Radio Bonheur, station privée des Côtes-d'Armor, décroche de nouveau une belle couverture presse pour son arrivée à Saint-Malo.
Derrière les éléments de langage de son patron Dominique Le Boudec, séparons le vrai du faux.
Concernant ses "rendez-vous éditoriaux", Radio Bonheur sous-traite ses flashs à une boîte qui se trouve à plus de 1.000 km de la Bretagne. Cette pseudo "agence de presse" reprend mot pour mot les premières lignes des articles d'Ouest-France.fr. Voilà l'estime qu'elle porte à ses auditeurs et accessoirement au journalisme.
Exemple daté du 3 juin 2015 :
http://www.radiobonheur.com/podcast/journal/2015-06-03/%208.mp3
L'ensemble du flash est pompé sur ces cinq articles.

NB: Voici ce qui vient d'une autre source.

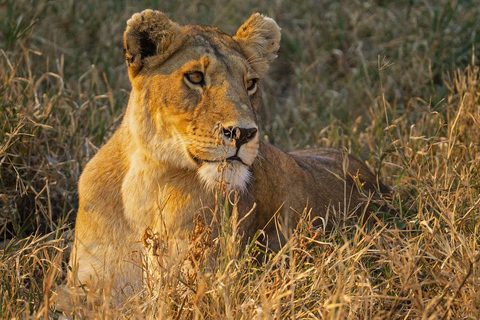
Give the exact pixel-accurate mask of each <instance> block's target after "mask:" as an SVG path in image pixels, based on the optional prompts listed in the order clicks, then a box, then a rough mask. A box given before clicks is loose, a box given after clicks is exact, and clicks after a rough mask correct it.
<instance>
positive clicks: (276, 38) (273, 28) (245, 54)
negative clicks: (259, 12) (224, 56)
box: [233, 13, 281, 77]
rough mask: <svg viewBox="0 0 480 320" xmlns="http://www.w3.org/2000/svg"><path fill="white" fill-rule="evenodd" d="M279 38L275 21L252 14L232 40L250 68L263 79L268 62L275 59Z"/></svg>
mask: <svg viewBox="0 0 480 320" xmlns="http://www.w3.org/2000/svg"><path fill="white" fill-rule="evenodd" d="M280 37H281V34H280V28H279V27H278V25H277V23H276V22H275V20H273V19H271V18H268V17H266V16H264V15H261V14H259V13H254V14H252V16H251V17H250V18H249V19H248V20H247V21H246V22H245V23H244V24H243V25H242V26H241V27H240V28H239V29H238V31H237V34H236V35H235V37H233V39H234V40H235V41H237V43H238V44H239V45H240V47H241V48H242V51H243V53H244V54H245V56H246V57H247V59H248V60H249V61H250V63H251V65H252V68H253V69H254V70H255V71H256V72H257V73H258V74H259V75H260V77H263V75H264V74H265V72H266V71H267V69H268V65H269V64H270V62H271V61H272V60H273V59H275V58H276V57H277V51H278V49H279V47H280Z"/></svg>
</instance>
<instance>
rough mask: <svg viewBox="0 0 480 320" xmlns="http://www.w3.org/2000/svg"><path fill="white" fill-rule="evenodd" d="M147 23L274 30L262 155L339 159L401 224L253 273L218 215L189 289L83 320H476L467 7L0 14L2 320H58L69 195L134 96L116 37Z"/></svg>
mask: <svg viewBox="0 0 480 320" xmlns="http://www.w3.org/2000/svg"><path fill="white" fill-rule="evenodd" d="M147 7H151V8H155V9H160V10H163V11H165V12H167V13H168V14H169V15H170V16H171V18H172V19H173V20H175V21H178V22H180V23H189V22H195V23H203V24H213V25H216V26H218V27H220V28H222V29H224V30H225V31H227V32H229V33H233V32H234V31H235V30H236V27H238V26H239V25H240V24H241V23H242V22H243V21H244V20H245V19H246V18H247V17H248V16H249V15H250V14H251V12H252V11H260V12H263V13H265V14H267V15H269V16H272V17H273V18H275V19H276V20H277V22H278V24H279V25H280V26H281V27H282V28H283V31H282V35H283V38H282V49H281V52H280V56H279V59H278V60H277V61H275V62H274V63H273V65H272V68H271V69H270V72H269V76H268V78H267V79H265V86H266V89H265V93H264V100H263V107H264V108H263V110H262V115H261V122H262V124H263V127H262V130H263V133H264V135H265V137H266V139H268V140H270V141H271V142H274V143H275V144H277V145H278V146H280V147H283V148H284V149H293V148H298V147H307V146H309V147H313V146H333V147H337V148H346V149H348V150H349V151H350V152H351V153H353V154H355V155H357V156H359V157H360V158H362V159H364V160H365V161H366V162H367V163H368V164H369V165H370V166H371V167H372V168H373V169H374V170H376V171H378V172H380V174H381V176H382V178H383V180H384V182H386V184H388V185H390V186H392V188H393V190H394V192H393V196H392V199H391V200H390V201H389V202H388V203H387V204H388V205H389V206H390V207H392V208H393V209H395V210H397V211H398V212H399V214H398V215H395V216H392V215H391V214H388V213H385V212H382V211H381V210H379V212H377V214H376V215H374V216H373V218H372V219H371V223H369V224H367V225H365V226H363V227H360V226H358V225H356V224H355V223H352V222H351V221H350V222H345V223H339V224H338V225H337V226H336V228H334V230H333V231H332V232H331V233H328V234H323V233H321V232H319V231H315V230H313V229H312V228H310V227H309V223H308V220H305V222H304V223H302V224H301V225H300V226H299V228H298V232H297V233H296V235H295V236H294V237H293V238H292V239H291V240H290V242H289V244H288V245H287V246H285V248H284V250H283V251H282V252H280V253H278V254H276V255H271V256H270V259H269V260H268V262H265V263H263V264H258V263H257V262H255V259H254V258H253V255H254V253H255V251H257V250H261V249H260V248H255V247H254V246H251V247H250V248H249V250H246V251H243V250H240V248H239V246H238V243H237V242H236V241H235V240H234V239H235V219H234V218H231V219H227V218H226V214H225V213H226V212H225V209H224V208H223V206H221V205H219V206H218V208H217V211H216V213H215V214H216V215H217V216H218V217H219V219H220V220H221V222H222V223H221V228H222V232H220V236H219V238H218V239H216V240H215V243H216V255H217V259H216V262H215V263H213V265H211V264H210V265H209V264H208V263H207V262H206V260H208V259H203V258H202V254H205V250H206V249H205V248H206V247H205V246H204V247H201V248H203V249H201V250H198V252H195V254H194V255H193V256H194V257H195V259H194V260H195V261H196V262H198V263H197V266H196V269H195V270H196V273H194V274H193V276H191V277H183V276H182V272H181V270H179V268H178V267H177V268H170V269H168V270H164V272H163V273H162V274H161V276H160V277H159V278H158V279H157V280H156V281H155V283H152V285H151V286H150V287H149V288H148V289H147V290H146V291H145V292H144V293H142V295H140V296H138V297H135V298H133V299H131V301H127V302H126V303H125V304H124V305H122V306H112V305H108V304H103V305H100V306H99V305H96V304H95V303H93V302H92V300H89V299H88V298H87V300H86V302H85V303H83V302H82V303H80V302H79V303H78V304H77V305H76V309H75V310H74V313H75V314H76V316H78V317H88V318H93V317H99V318H116V317H132V318H150V317H158V318H164V317H165V318H173V319H184V318H189V317H191V318H197V319H202V318H207V319H217V318H220V319H221V318H232V319H252V318H257V319H264V318H265V319H270V318H274V319H284V318H328V319H345V318H348V319H373V318H395V319H400V318H401V319H404V318H422V319H478V318H479V317H480V310H479V309H480V292H479V290H478V288H480V261H479V260H480V253H479V251H480V250H479V249H480V240H479V236H478V235H479V234H480V230H479V226H480V224H479V222H478V221H479V219H480V190H479V189H480V177H479V173H478V168H479V167H480V74H479V72H480V68H479V67H478V60H477V59H478V57H479V48H477V47H476V45H477V44H478V43H479V42H480V20H479V19H478V17H479V16H480V6H478V4H477V3H476V2H475V1H473V0H472V1H468V0H465V1H447V0H442V1H391V2H389V1H348V2H347V1H344V2H340V1H339V2H336V1H316V0H315V1H314V0H307V1H302V2H298V3H297V2H285V1H276V2H274V3H273V2H272V3H269V2H265V3H263V4H262V3H259V2H249V3H248V4H245V3H240V2H238V1H231V2H228V3H227V4H226V3H225V2H223V1H216V0H212V1H209V2H207V3H201V2H198V1H193V2H192V1H183V0H179V1H161V2H159V4H157V3H154V2H153V1H143V3H138V2H134V3H132V2H129V1H81V2H80V1H57V2H55V1H41V0H36V1H27V0H7V1H3V2H1V3H0V234H1V236H0V237H1V238H0V242H1V243H2V247H1V250H0V256H1V258H0V297H2V299H1V305H0V318H17V317H20V318H26V317H34V318H38V317H45V318H48V317H49V316H53V317H56V316H57V315H58V313H56V306H55V303H54V302H55V300H56V299H57V297H58V295H61V294H62V293H61V291H60V290H59V288H58V287H57V285H59V284H61V283H62V281H63V279H64V274H65V272H66V271H65V270H66V267H65V266H66V264H65V260H66V258H67V256H68V255H67V254H66V253H64V251H67V245H66V244H67V242H68V241H69V239H70V234H71V230H72V225H71V222H72V221H73V219H74V216H75V210H76V205H77V200H76V198H77V195H76V183H77V180H78V177H79V174H80V172H81V171H82V168H83V167H84V165H85V163H86V162H87V161H88V159H90V158H91V157H92V155H93V154H95V152H96V151H97V149H98V147H100V146H101V145H102V143H103V142H104V141H105V140H106V139H108V137H109V136H110V135H111V133H112V131H113V130H114V128H115V126H116V125H117V124H118V122H119V120H120V119H121V117H122V112H123V108H124V106H125V105H126V100H127V97H128V91H129V84H128V80H127V75H126V70H125V66H124V61H123V57H122V50H121V34H122V32H123V30H124V27H125V21H126V20H127V19H128V18H129V16H130V15H131V14H132V13H134V12H137V11H140V10H142V9H144V8H147ZM221 203H222V202H220V204H221ZM232 216H233V217H234V216H235V215H232ZM202 230H204V229H202ZM202 239H205V238H202ZM207 240H208V239H207ZM204 249H205V250H204ZM206 251H208V250H206Z"/></svg>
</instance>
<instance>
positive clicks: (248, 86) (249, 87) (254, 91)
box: [247, 79, 258, 94]
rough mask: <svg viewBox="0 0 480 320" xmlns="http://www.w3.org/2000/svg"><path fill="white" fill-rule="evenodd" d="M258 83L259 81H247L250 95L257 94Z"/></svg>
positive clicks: (250, 80)
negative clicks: (256, 93) (258, 81)
mask: <svg viewBox="0 0 480 320" xmlns="http://www.w3.org/2000/svg"><path fill="white" fill-rule="evenodd" d="M257 81H258V79H250V80H248V81H247V91H248V93H249V94H253V93H255V90H256V89H257Z"/></svg>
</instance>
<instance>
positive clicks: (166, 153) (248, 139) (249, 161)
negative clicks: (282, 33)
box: [124, 10, 280, 189]
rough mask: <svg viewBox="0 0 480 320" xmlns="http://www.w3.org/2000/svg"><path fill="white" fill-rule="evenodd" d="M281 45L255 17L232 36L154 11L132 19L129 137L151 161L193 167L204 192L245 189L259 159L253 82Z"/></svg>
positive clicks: (128, 41)
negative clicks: (151, 158)
mask: <svg viewBox="0 0 480 320" xmlns="http://www.w3.org/2000/svg"><path fill="white" fill-rule="evenodd" d="M279 42H280V28H279V27H278V26H277V24H276V23H275V21H274V20H272V19H270V18H267V17H265V16H263V15H260V14H258V13H256V14H253V15H252V16H251V17H250V18H249V19H248V20H247V21H246V22H245V23H244V24H243V25H242V26H241V27H240V29H239V30H238V31H237V33H236V35H235V36H233V37H231V36H229V35H227V34H225V33H223V32H222V31H220V30H218V29H216V28H212V27H206V26H198V25H187V26H179V25H178V24H176V23H174V22H172V21H171V20H169V19H168V17H167V16H166V15H165V14H164V13H162V12H159V11H152V10H145V11H143V12H141V13H137V14H135V15H133V16H132V18H131V19H130V20H129V21H128V22H127V28H126V31H125V33H124V49H125V56H126V61H127V66H128V74H129V78H130V81H131V83H132V93H131V98H130V102H129V107H128V109H127V113H126V120H125V121H128V122H129V127H130V128H131V134H132V135H133V138H134V139H136V141H137V142H138V145H140V146H144V148H145V153H146V154H147V155H148V156H150V157H151V158H152V160H153V161H158V162H161V163H164V164H166V165H168V166H175V167H178V168H181V169H189V170H196V172H197V173H198V176H199V177H200V179H201V180H202V181H203V182H204V183H205V186H206V187H207V188H212V187H214V186H215V185H217V183H218V181H219V180H223V181H224V182H225V183H226V184H227V185H229V187H230V188H232V189H244V188H245V187H246V185H247V182H248V180H249V177H250V170H249V166H251V165H252V163H253V161H254V160H255V158H256V157H257V154H258V146H259V134H258V122H257V111H258V108H259V104H260V89H259V81H260V79H262V77H263V76H264V74H265V72H266V71H267V69H268V65H269V63H270V61H272V60H273V59H274V58H275V57H276V52H277V50H278V48H279ZM222 167H225V170H222Z"/></svg>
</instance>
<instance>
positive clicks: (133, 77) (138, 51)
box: [123, 10, 185, 79]
mask: <svg viewBox="0 0 480 320" xmlns="http://www.w3.org/2000/svg"><path fill="white" fill-rule="evenodd" d="M183 39H185V38H184V36H183V35H182V33H181V32H180V27H179V26H178V25H177V24H176V23H174V22H172V21H171V20H170V19H168V17H167V16H166V15H165V14H164V13H163V12H160V11H153V10H144V11H142V12H140V13H136V14H134V15H133V16H132V17H131V18H130V19H129V20H128V21H127V29H126V30H125V32H124V34H123V47H124V52H125V60H126V61H127V67H128V74H129V75H130V79H133V78H134V77H135V76H136V75H137V74H138V73H139V72H140V71H141V70H142V69H143V67H144V66H145V65H146V63H147V61H146V59H147V58H150V57H153V56H156V57H157V59H156V63H161V61H162V59H166V58H167V57H168V56H170V55H171V54H172V53H173V52H174V51H175V50H176V49H177V48H178V47H179V46H180V45H181V44H182V43H183Z"/></svg>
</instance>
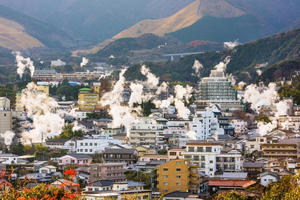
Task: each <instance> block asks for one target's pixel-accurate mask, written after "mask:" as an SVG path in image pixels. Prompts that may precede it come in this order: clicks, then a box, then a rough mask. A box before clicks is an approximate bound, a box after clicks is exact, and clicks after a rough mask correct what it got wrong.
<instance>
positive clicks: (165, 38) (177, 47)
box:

http://www.ouest-france.fr/acces-la-zone-de-lhopital-prive-chantier-urgent-3446706
http://www.ouest-france.fr/les-elus-lannionnais-prets-attaquer-le-decret-3446482
Radio Bonheur n'est pas "impliquée dans la vie culturelle" des Côtes-d'Armor. Elle vend au prix fort des petites annonces pour des fêtes locales, tient une "boutique" avec des CD des Glochos à 15 € dans ses bureaux à Pléneuf-Val-André et diffuse même des pubs pour des terrains à constuire de la société immobilière de son patron Dominique Le Boudec.

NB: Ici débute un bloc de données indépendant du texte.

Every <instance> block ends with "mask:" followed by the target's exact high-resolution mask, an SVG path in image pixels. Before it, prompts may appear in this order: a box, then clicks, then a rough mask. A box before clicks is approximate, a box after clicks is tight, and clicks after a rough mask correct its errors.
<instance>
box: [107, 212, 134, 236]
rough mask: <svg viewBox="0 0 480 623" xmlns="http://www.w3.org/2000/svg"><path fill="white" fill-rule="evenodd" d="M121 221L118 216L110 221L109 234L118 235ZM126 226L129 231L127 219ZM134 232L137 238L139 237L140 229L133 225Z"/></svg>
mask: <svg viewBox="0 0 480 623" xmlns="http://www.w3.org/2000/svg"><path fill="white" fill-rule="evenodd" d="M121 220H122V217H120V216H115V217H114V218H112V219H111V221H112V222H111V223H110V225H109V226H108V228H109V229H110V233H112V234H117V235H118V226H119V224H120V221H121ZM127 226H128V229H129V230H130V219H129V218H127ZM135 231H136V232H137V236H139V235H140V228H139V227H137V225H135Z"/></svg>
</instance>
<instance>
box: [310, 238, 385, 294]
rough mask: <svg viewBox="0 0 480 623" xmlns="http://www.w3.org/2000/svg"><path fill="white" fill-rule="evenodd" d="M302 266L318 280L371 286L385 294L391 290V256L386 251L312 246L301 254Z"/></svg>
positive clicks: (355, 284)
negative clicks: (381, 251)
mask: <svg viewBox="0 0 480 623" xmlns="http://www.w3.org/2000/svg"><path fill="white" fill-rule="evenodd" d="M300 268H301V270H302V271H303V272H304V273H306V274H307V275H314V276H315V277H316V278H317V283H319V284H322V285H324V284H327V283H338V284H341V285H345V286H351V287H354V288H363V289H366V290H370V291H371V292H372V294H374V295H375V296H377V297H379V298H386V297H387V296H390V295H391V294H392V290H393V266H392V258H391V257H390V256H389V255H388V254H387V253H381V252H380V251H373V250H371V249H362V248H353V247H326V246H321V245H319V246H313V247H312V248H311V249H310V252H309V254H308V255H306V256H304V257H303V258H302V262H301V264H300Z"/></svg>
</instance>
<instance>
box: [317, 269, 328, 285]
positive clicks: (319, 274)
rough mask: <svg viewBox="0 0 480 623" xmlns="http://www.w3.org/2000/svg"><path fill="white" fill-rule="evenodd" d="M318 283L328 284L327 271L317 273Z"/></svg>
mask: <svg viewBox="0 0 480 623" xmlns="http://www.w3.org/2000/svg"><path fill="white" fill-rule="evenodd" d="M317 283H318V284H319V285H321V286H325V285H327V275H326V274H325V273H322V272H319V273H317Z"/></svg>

L'arrivée de Radio Bonheur à Saint-Malo éjecte de la bande FM Radio Sing Sing*, une associative locale vraiment engagée dans la vie culturelle de sa région.
Pourquoi le CSA ne permet-il aux deux antennes de cohabiter ? Pourquoi cède-t-il aux intimidations de Radio Bonheur, qui multiplie les attaques envers la concurrence, s'est payé l'instance dans une chanson, utilise la presse locale comme tribune bien conciliante pour faire fleurir ses affaires et surtout a triché à de nombreuses reprises sur sa puissance d'émission (en fait, les Malouins connaissaient déjà Bonheur, mais en "pirate" !).
Que l'imposture cesse !
*Je déclare sur l'honneur n'avoir aucun lien avec Radio Sing Sing. Je vous invite simplement à vous penchez sur ce que signifie le passage de Sing Sing à Bonheur en terme de mieux-disant culturel.